Monday, October 02, 2006

CH 3- "Deadpan" Hiroshi Sugimoto

Hiroshi Sugimoto is a wide-ranging artist whose photography takes on many forms, he feels no devotion to any particular subject, other than trying to discover what are the most purely photograhic characteristics of an image.

On his series, "Seascapes", he writes,

One New York night in 1980, during another of my internal question-and-answer sessions, I asked myself, "Can someone today view a scene just as primitive man might have?" The images that came to mind were of Mount Fuji and the Nachi Waterfall in ages past. A hundred thousand or a million years ago would Mount Fuji have looked so very different than it does today? I pictured two great mountains; one, today's Mount Fuji, and the other, Mount Hakone in the days before its summit collapsed, creating the Ashinoko crater lake. When hiking up from the foothills of Hakone, one would see a second freestanding peak as tall as Mount Fuji. Two rivals in height—what a magnificent sight that must have been! Unfortunately, the topography has changed. Although the land is forever changing its form, the sea, I thought, is immutable. Thus began my travels back through time to the ancient seas of the world.


Caribbean Sea, Jamaica 1980


Lake Superior, Cascade River 1995


Atlantic Ocean, Newfoundland, 1985


Black Sea, Ozuluce, 1991

For his series "Portraits," Sugimoto writes-

In the sixteenth century Hans Holbein the Younger (1497-1543), Flemish court painter to the British Crown, painted several imposing and regal portraits of Henry VIII. Based on these portraits the highly skilled artisans of Madame Tussauds wax museum re-created an absolutely faithful likeness of the king. Using my own studies of the Renaissance lighting by which the artist might have painted, I remade the royal portrait, substituting photography for painting. If this photograph now appears lifelike to you, perhaps you should reconsider what it means to be alive here and now.


Henry VIII 1999


Catherine of Aragon, 1999


Catherine Howard, 1999


7. Richard III, 1999

Questions-
  1. Even though these two bodies of work are very different, can you articulate any way of describing the similarities that Sugimoto takes to these projects?
  2. Can you use Sugimoto's work as an example of how Cotton describes (below, first post on chapter 3) the "emotional detachment" of the deadpan aesthetic? Do you think these photographs are emotional?
  3. How could you compare the "portrait" series by Sugimoto to the work of Thomas Demand, from the previous chapter?







5 comments:

Yashar said...

"Are these photographs emotional"?

I think everything we see provokes some kind of emotion - the only difference aside from the kind of emotion is to what intensity we feel it.

Yes, I think Sugimoto's seascape photographs are emotional. For me personally, they're humbling. They can make me feel insignificant. Although it's not a conscious entity... the sea will be here longer than I ever will.
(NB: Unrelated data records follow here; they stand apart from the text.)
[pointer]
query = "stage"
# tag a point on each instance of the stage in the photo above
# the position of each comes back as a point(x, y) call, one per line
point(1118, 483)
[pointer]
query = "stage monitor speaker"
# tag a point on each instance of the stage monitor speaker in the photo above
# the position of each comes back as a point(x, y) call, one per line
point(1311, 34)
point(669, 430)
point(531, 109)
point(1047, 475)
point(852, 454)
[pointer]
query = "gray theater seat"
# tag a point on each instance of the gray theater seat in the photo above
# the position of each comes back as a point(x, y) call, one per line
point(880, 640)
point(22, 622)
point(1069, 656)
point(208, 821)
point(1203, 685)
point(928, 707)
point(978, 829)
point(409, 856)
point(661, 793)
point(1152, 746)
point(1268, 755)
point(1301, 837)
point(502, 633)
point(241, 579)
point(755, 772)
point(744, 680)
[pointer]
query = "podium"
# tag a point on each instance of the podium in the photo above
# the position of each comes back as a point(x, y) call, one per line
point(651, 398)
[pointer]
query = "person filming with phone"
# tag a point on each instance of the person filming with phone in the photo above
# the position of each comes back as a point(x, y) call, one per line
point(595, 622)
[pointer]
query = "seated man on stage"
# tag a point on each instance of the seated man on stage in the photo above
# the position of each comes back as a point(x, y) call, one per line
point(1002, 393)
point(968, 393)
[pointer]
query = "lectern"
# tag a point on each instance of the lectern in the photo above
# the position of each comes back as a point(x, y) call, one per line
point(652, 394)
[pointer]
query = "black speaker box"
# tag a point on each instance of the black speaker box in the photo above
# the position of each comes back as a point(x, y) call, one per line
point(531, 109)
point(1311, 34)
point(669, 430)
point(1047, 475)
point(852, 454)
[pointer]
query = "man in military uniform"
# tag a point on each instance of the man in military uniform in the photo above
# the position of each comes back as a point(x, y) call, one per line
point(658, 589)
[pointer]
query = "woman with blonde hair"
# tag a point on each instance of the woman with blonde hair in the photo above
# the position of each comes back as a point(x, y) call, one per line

The duration of my life is a crumb compared to the loaf that is the sea's (what an awful line).

I don't feel quite so human when I look at these photos (seascapes, again). I'm an animal afterall, who for some odd reason likes to seperate himself from the rest of the animal kingdom by calling myself 'human'. If I were to jump into that sea, and be eaten by sharks, nothing would change. I'd be another animal popped out of existence - that's all. So I guess I also find the subject matter to be intimidating.

(Let it be known that I would never jump into shark infested waters with the intent of being eaten alive)

Are they deadpan?

I'm certainly deadpan when I look at them. But if nature had facial expressions, I think the seas would be its "deadpan". Adjectives like emptiness and abyss come to mind when I think of the word 'deadpan'. These adjectives could be used to describe both a human face and the sea. Obviously not literally, but metaphorically.

Nicole said...

I think a similarity these two groups of images share is that they are deatpan and unemotional. When i think of the sea as being emotional, i would think of it raging with giant waves chrashing into the shore or a boat, but these images seem to have alomst no or very little movement. the portraits are the same way. the figures are lifeless and have blank faces because they are made of wax and are lifeless. they have facial expressions but their eyes are blank and emotionless.
Also the two groups are similar in that each group follows a pattern. with the seascapes, the horizion is in the same place in every image and there is an equal amount of sky and water, even in the images that is completely foggy, you can tell that behind the fog, it is the same as the other ones. the same thing with the portraits, all of the figures are in the very center of the frame and they are all facing left they even have the same amout of their body in the frame.

Shimmy said...

In "Seascapes," Sugimoto has intriguing concepts that are very philosophical. I am more interested in his "internal question-and-answer sessions," than I am in his artwork. I don't think the depth of his thoughts are conveyed as well in his pieces. It would not be as strong as it is without his explanation.

--I find the sea to be mysterious in a way, and although the form may seem to be never change, water by nature is amorphous, so although it seems as though it never changes I am sure it's always changing, but it changes relative to its surrounding changes.

-Shyma El Sayed

amdylong said...

Even though these two bodies of work are very different, there are at least some similarities that can be mentioned. To me, both of them take on this very stagnant feeling. I don't believe an astounding amount of 'good' emotion comes from these photographs. When I view them, I don't feel compelled to do anything-or feel compelled to feel a certain way. For the most part when I view them, I have an eery sense come over me. Both of these sets of images make me feel this way. I feel that it is due, in part, to the colors in each. Not only the colors, but the light captured in the photographs as well, particularly in the ones of the portraits. In this sense, the photographer did just as he intended--showed the purely photographic characteristics of the image.

Unknown said...

Despite the fact, these pictures are not strike moving. I do not like them whatsoever. I feel like I am looking at an old history book full of pictures. The similarities I think I see that Sugimoto is trying to present is the same color, lighting and contrast.The photographs of the black and white walls and floor is the same coloring as the potraits. The high lighting and low lighting seems to bet he same. The contrast is also the same too.